4 - O que a marca NÃO é (e não pode ser)

Definir limites é o que evita ruído de tom no dia a dia. Pensando na personalidade que estamos aplicando, a marca não pode ser:

  • arrogante ou distante
  • técnica demais ou cheia de jargões
  • fria, impessoal ou burocrática
  • agressiva na venda ou oportunista
  • confusa, contraditória ou evasiva

Esse exercício é um exemplo prático de como criar uma personalidade forte, existem diversas outras perguntas que você pode responder.  Agora, me diga: de qual marca se lembrou juntando essas definições? 

Se a resposta for Magalu, acertou em cheio, foi nela que pensei para criar essa personalidade. Legal, né? Teste essas perguntas nos próximos exercícios de branding que for fazer. 

Como já temos uma personalidade para a nossa marca, podemos pensar no tom de voz dela. Você vai ver como é fácil fazer essa definição através das abordagens super práticas que separei. 
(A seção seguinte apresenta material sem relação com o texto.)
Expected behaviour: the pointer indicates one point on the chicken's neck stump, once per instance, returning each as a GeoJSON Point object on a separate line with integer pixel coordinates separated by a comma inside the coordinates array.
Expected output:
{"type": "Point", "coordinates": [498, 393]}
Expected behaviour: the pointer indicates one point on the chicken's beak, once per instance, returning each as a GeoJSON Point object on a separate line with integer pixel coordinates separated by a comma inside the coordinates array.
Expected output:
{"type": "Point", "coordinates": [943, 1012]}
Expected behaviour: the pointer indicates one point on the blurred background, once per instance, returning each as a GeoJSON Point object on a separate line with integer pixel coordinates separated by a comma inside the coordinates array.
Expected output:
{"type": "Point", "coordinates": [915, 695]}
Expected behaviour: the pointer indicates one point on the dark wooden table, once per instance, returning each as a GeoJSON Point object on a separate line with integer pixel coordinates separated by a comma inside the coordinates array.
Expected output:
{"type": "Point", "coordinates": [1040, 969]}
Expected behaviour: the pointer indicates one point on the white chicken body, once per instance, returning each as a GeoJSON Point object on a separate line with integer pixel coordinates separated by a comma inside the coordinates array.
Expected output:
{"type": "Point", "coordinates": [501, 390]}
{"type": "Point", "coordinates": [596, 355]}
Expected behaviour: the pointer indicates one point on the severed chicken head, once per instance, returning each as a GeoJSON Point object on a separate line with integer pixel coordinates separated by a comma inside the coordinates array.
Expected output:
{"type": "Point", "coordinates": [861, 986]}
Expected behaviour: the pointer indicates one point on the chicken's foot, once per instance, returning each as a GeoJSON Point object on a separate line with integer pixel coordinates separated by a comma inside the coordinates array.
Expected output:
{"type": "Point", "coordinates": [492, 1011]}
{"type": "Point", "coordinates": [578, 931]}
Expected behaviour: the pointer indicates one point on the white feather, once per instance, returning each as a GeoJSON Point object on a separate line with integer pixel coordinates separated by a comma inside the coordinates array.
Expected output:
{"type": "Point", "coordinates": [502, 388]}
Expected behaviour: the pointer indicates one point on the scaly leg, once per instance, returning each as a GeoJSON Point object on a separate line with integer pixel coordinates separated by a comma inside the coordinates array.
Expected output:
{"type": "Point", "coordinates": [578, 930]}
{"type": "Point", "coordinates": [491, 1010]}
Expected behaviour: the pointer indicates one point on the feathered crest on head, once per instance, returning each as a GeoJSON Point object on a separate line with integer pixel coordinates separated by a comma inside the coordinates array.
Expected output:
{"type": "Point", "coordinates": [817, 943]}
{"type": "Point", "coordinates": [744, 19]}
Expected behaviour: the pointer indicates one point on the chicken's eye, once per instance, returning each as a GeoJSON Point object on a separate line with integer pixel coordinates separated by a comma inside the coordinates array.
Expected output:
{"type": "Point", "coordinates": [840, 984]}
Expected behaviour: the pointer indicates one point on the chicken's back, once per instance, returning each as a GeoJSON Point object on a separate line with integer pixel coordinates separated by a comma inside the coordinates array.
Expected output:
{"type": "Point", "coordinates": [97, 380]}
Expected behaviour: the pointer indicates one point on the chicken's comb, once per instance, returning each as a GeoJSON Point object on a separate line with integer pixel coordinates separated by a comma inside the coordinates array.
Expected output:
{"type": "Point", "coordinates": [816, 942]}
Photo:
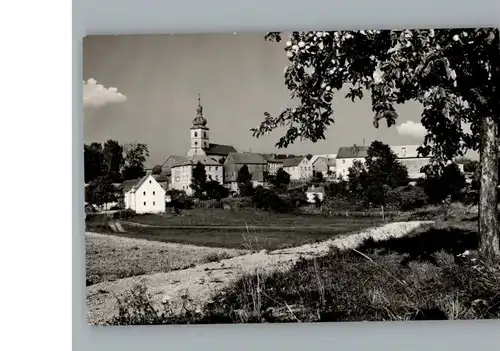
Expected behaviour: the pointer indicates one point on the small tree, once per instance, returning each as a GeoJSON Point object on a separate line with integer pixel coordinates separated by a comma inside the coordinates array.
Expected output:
{"type": "Point", "coordinates": [282, 179]}
{"type": "Point", "coordinates": [244, 181]}
{"type": "Point", "coordinates": [199, 180]}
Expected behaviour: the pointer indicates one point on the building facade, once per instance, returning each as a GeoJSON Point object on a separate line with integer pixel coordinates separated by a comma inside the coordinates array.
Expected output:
{"type": "Point", "coordinates": [182, 173]}
{"type": "Point", "coordinates": [144, 195]}
{"type": "Point", "coordinates": [299, 168]}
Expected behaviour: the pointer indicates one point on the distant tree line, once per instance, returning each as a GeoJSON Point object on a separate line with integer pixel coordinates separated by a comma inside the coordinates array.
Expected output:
{"type": "Point", "coordinates": [110, 163]}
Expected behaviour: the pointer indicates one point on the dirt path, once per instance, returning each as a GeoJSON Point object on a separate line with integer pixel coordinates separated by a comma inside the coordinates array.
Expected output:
{"type": "Point", "coordinates": [202, 281]}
Afine o tom de voz da sua marca

Não estamos mais falando de quem a marca é, mas de como essa personalidade se expressa na linguagem. Existem algumas abordagens muito usadas no mercado para fazer essa afinação.  
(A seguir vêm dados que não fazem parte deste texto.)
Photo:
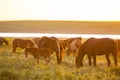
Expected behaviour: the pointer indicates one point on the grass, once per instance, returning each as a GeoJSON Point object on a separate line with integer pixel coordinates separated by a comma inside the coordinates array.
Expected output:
{"type": "Point", "coordinates": [16, 67]}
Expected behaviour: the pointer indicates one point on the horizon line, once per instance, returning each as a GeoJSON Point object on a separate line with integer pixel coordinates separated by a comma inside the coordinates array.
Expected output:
{"type": "Point", "coordinates": [59, 35]}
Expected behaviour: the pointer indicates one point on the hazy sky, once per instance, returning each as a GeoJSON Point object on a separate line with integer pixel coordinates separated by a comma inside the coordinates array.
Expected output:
{"type": "Point", "coordinates": [60, 10]}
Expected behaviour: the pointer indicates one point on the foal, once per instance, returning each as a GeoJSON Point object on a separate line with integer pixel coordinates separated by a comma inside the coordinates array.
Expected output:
{"type": "Point", "coordinates": [39, 52]}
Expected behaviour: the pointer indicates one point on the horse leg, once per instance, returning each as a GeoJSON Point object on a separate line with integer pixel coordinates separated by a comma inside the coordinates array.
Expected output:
{"type": "Point", "coordinates": [115, 58]}
{"type": "Point", "coordinates": [94, 60]}
{"type": "Point", "coordinates": [38, 60]}
{"type": "Point", "coordinates": [47, 59]}
{"type": "Point", "coordinates": [108, 59]}
{"type": "Point", "coordinates": [58, 58]}
{"type": "Point", "coordinates": [89, 58]}
{"type": "Point", "coordinates": [14, 49]}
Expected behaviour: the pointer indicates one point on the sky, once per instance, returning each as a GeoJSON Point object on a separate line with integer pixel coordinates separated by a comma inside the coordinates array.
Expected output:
{"type": "Point", "coordinates": [88, 10]}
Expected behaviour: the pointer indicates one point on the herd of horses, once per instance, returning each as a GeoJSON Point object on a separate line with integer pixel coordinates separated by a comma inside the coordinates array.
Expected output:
{"type": "Point", "coordinates": [46, 46]}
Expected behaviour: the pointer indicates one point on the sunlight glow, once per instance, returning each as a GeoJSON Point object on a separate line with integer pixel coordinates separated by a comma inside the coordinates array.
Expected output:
{"type": "Point", "coordinates": [58, 35]}
{"type": "Point", "coordinates": [101, 10]}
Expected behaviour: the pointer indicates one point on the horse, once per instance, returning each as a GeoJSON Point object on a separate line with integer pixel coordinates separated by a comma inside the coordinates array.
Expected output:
{"type": "Point", "coordinates": [48, 42]}
{"type": "Point", "coordinates": [39, 52]}
{"type": "Point", "coordinates": [36, 40]}
{"type": "Point", "coordinates": [118, 46]}
{"type": "Point", "coordinates": [74, 46]}
{"type": "Point", "coordinates": [93, 47]}
{"type": "Point", "coordinates": [22, 44]}
{"type": "Point", "coordinates": [3, 40]}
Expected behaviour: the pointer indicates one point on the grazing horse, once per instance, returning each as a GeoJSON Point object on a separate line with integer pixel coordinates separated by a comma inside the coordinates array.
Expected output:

Adjetivos de personalidade (3 a 5 traços)

 

Uma das abordagens mais difundidas por sua simplicidade e aplicabilidade, parte da definição de poucos atributos-chave que sintetizam a personalidade verbal da marca.

Ex: empolgada, didática, bem-humorada 

Depois, cada adjetivo vem com: o que significa na prática x o que não significa.
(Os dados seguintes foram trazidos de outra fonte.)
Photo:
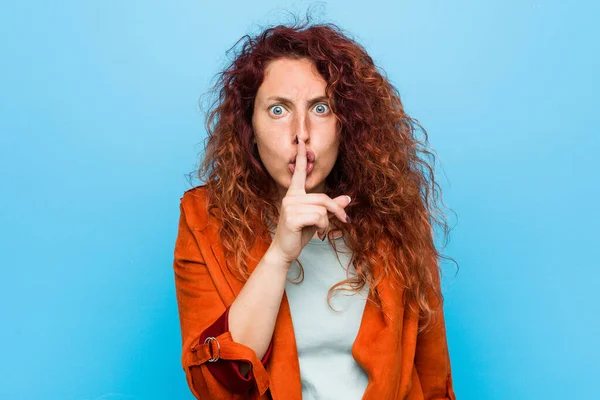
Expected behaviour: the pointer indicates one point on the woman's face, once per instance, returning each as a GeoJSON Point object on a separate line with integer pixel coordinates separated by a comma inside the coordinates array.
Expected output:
{"type": "Point", "coordinates": [291, 101]}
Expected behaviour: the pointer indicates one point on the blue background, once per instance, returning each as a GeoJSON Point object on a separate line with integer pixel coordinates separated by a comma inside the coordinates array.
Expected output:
{"type": "Point", "coordinates": [100, 123]}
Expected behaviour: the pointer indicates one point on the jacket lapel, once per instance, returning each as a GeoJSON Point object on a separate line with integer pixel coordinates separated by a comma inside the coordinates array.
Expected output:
{"type": "Point", "coordinates": [375, 348]}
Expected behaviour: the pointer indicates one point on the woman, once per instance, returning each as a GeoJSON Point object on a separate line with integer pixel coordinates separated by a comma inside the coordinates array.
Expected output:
{"type": "Point", "coordinates": [307, 142]}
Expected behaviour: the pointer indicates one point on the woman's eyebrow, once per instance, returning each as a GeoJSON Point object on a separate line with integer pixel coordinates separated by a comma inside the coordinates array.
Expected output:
{"type": "Point", "coordinates": [287, 101]}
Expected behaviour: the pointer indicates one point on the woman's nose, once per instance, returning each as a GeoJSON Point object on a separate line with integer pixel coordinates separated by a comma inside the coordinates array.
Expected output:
{"type": "Point", "coordinates": [301, 128]}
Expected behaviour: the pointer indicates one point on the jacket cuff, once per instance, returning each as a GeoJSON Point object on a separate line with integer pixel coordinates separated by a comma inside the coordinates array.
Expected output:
{"type": "Point", "coordinates": [227, 371]}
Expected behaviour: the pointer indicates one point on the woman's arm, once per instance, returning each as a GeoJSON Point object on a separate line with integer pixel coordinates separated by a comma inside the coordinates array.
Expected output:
{"type": "Point", "coordinates": [253, 313]}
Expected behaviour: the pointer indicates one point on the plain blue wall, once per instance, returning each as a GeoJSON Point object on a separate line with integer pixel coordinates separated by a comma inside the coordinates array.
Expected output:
{"type": "Point", "coordinates": [99, 124]}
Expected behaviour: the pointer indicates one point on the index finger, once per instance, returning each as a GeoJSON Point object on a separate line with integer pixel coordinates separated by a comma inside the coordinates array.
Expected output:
{"type": "Point", "coordinates": [297, 186]}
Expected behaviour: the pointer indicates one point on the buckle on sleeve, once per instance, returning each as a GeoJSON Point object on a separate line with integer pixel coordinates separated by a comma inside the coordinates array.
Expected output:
{"type": "Point", "coordinates": [213, 358]}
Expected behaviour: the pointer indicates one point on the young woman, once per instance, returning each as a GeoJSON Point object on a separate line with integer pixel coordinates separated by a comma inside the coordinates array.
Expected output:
{"type": "Point", "coordinates": [305, 267]}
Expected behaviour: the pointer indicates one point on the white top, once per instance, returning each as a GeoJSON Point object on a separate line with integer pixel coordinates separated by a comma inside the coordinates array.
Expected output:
{"type": "Point", "coordinates": [324, 337]}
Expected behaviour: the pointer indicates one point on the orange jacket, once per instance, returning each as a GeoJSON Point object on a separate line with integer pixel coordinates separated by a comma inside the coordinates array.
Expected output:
{"type": "Point", "coordinates": [399, 363]}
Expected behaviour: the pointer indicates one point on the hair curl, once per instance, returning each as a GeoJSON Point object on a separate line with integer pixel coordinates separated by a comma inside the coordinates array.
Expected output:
{"type": "Point", "coordinates": [394, 194]}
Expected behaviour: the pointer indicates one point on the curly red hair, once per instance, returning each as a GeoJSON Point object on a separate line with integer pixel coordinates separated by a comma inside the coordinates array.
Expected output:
{"type": "Point", "coordinates": [394, 194]}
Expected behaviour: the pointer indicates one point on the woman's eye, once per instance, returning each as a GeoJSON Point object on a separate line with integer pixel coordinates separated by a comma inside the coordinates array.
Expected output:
{"type": "Point", "coordinates": [277, 110]}
{"type": "Point", "coordinates": [321, 108]}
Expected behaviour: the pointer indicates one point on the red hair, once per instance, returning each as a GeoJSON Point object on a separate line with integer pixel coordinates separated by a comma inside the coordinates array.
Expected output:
{"type": "Point", "coordinates": [394, 194]}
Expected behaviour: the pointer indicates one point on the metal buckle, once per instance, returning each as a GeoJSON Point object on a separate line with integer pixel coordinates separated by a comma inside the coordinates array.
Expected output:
{"type": "Point", "coordinates": [208, 339]}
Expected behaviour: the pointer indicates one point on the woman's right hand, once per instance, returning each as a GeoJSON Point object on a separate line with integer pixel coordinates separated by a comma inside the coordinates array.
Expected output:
{"type": "Point", "coordinates": [302, 214]}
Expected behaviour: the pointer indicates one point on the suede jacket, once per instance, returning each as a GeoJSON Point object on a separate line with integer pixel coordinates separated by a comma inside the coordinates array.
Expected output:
{"type": "Point", "coordinates": [399, 363]}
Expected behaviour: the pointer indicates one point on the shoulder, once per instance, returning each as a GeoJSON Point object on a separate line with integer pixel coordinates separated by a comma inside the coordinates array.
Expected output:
{"type": "Point", "coordinates": [194, 205]}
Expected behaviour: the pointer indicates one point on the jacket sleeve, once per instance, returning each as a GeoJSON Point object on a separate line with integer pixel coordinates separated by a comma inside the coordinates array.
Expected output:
{"type": "Point", "coordinates": [228, 372]}
{"type": "Point", "coordinates": [200, 308]}
{"type": "Point", "coordinates": [432, 358]}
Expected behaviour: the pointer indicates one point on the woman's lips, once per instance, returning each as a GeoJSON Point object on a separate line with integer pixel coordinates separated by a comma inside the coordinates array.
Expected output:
{"type": "Point", "coordinates": [309, 167]}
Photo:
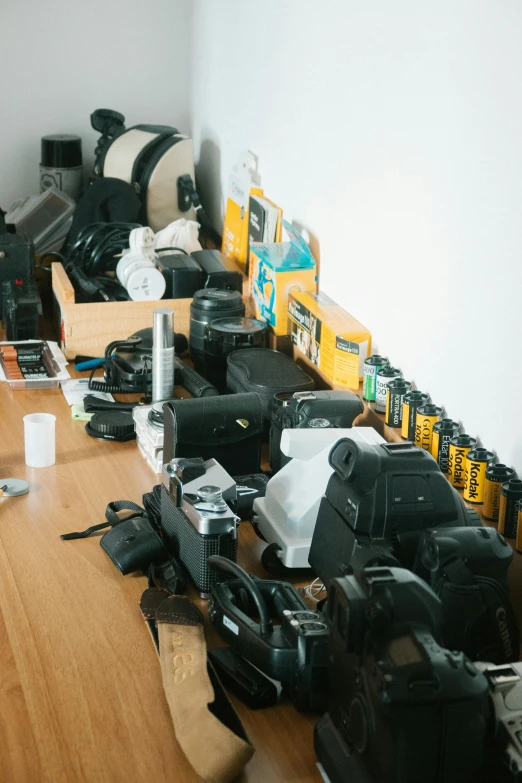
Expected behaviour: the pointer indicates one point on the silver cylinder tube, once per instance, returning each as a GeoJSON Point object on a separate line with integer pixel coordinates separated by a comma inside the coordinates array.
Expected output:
{"type": "Point", "coordinates": [162, 354]}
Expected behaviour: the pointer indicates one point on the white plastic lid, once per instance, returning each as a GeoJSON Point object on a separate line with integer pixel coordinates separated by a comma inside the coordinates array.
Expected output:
{"type": "Point", "coordinates": [146, 284]}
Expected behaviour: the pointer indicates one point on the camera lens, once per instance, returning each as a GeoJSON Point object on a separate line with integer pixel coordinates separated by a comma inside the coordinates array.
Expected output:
{"type": "Point", "coordinates": [303, 616]}
{"type": "Point", "coordinates": [209, 493]}
{"type": "Point", "coordinates": [319, 423]}
{"type": "Point", "coordinates": [312, 627]}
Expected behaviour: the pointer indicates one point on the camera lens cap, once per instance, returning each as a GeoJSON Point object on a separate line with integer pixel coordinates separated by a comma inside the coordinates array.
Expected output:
{"type": "Point", "coordinates": [111, 425]}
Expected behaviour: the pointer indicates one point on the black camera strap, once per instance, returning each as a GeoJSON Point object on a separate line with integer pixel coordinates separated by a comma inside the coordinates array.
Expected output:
{"type": "Point", "coordinates": [111, 516]}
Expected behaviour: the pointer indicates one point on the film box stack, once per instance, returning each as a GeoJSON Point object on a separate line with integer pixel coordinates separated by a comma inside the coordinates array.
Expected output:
{"type": "Point", "coordinates": [276, 269]}
{"type": "Point", "coordinates": [328, 339]}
Na prática, ela se empolga com as divulgações de produtos, é didática quando está explicando/interagindo com o público e bem-humorada nas redes sociais.  Isso não significa que ela é espalhafatosa, técnica demais ou sem noção! 

Do’s & Don’ts de linguagem

É a abordagem mais operacional e ouso dizer que é a mais útil, porque traduz o tom de voz em regras explícitas de uso e responde dúvidas reais do dia a dia:

  • Pode usar emojis e gírias? Quais sim e quais evitar?
  • Usa humor e entra em trends? Em que limite?

Tom por contexto (matriz situacional)

Essa abordagem reconhece que consistência não é rigidez e define variações aceitáveis do tom conforme situação:

  • Conteúdo institucional: formal e explicativo.
  • Conteúdo comercial: direto e persuasivo.
  • Atendimento: empático e próximo.
  • Crise: transparente e cuidadoso.

Afinar o tom de voz é um ensaio contínuo

Você não precisa usar todos ao mesmo tempo. Teste, combine, adapte ao contexto da marca e ao momento do negócio. O mais importante é que o tom de voz seja fácil de entender, aplicar e manter.

Se a comunicação soar inconsistente ou distante dos objetivos, quase sempre o problema não está no texto em si, mas na falta de afinação do tom.

Volte para a personalidade, revise os adjetivos e refine os do's & don'ts de tempos em tempos para verificar se as definições estão no ritmo da marca.